Daily Lectionary: 1 Samuel 2:18–36; Acts 15:22–41
“For it has seemed good to the Holy Spirit and to us to lay on you no greater burden than these requirements: that you abstain from what has been sacrificed to idols, and from blood, and from what has been strangled, and from sexual immorality. If you keep yourselves from these, you will do well.” (Acts 15:28-29)
We think of God’s Law as the Ten Commandments. Half-right! There are thousands of commandments in the Bible. The problem with law is that it never ends. Every rule requires more rules. Then there are exceptions and even more rules. Look at the legislation that comes out of Congress. You know what I mean.
The Ten Commandments are the tip of an iceberg; an over-simplification of the Bible. There are chapters and entire books of rules and regulations in the Bible. “You can eat this meat. That kind of animal is ‘unclean.’” Every law must be kept perfect. The righteousness of God demands it.

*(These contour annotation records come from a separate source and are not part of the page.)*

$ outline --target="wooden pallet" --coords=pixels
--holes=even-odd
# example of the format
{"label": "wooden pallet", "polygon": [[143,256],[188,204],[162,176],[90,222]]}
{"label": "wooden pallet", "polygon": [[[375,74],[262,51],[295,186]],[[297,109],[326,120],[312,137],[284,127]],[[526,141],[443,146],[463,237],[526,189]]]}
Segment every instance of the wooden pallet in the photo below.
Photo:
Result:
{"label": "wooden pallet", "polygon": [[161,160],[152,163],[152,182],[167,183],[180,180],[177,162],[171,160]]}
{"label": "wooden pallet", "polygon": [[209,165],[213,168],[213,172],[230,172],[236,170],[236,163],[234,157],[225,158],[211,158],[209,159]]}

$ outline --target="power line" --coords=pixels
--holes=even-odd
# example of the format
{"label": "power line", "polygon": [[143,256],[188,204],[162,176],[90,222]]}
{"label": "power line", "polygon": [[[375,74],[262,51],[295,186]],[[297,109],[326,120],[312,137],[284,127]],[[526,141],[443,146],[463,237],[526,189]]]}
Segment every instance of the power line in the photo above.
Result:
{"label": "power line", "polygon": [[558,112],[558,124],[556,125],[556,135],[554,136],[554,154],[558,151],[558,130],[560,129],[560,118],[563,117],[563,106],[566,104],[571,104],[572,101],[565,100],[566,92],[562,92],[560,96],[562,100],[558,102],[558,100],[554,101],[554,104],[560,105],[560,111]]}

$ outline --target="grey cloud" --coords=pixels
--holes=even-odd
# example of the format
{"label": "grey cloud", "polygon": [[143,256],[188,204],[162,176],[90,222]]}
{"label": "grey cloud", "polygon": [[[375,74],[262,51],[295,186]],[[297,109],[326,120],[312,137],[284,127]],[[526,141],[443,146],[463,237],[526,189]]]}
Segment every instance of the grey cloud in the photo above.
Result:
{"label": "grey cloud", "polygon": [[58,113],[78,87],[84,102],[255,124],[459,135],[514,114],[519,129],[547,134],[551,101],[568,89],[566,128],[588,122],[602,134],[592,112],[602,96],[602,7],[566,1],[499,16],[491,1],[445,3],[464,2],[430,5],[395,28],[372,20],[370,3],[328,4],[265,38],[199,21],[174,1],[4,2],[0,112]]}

As lawyers, we try to weasel around. We create loopholes. We attempt to escape the ones we do not like. We decide some laws are “ceremonial.” We say others are “moral,” or “civil.” If we are clever, we can ignore the ones we don’t like. Wrong! We are condemned.
God says we are to keep every one of His laws perfectly. Oops. Every day, we break laws we don’t even know exist. We stand condemned. The curse of sin has resulted in our breaking of every righteous law which the Lord has given. We tell ourselves that God doesn’t expect us to keep them.. No matter how we slice it, we are seriously messed up by God’s Law.
Thankfully, Jesus has fulfilled them all and kept every rule. Now in Christ, the Law is complete (Not that it no longer exists). We are freed. This does not mean that it no longer matters how we live, or that we can do anything we want. It does mean we are no longer measured in that way.
So what’s the big deal about sex? Why does God make rules about eating meat with blood in it? These practices were carried on by the pagan religions around the early church. For these reasons, the early Church leaders asked that the new Gentile Christians use even greater care and not confess the true faith with the religion of idols We are free from the demands of the law. We are not free to sin against God’s beautiful design for life and for love.
The Rev. Carlton Hein, Mt. Olive Lutheran Church, Loveland, CO, is the author for this portion of the Trinity season.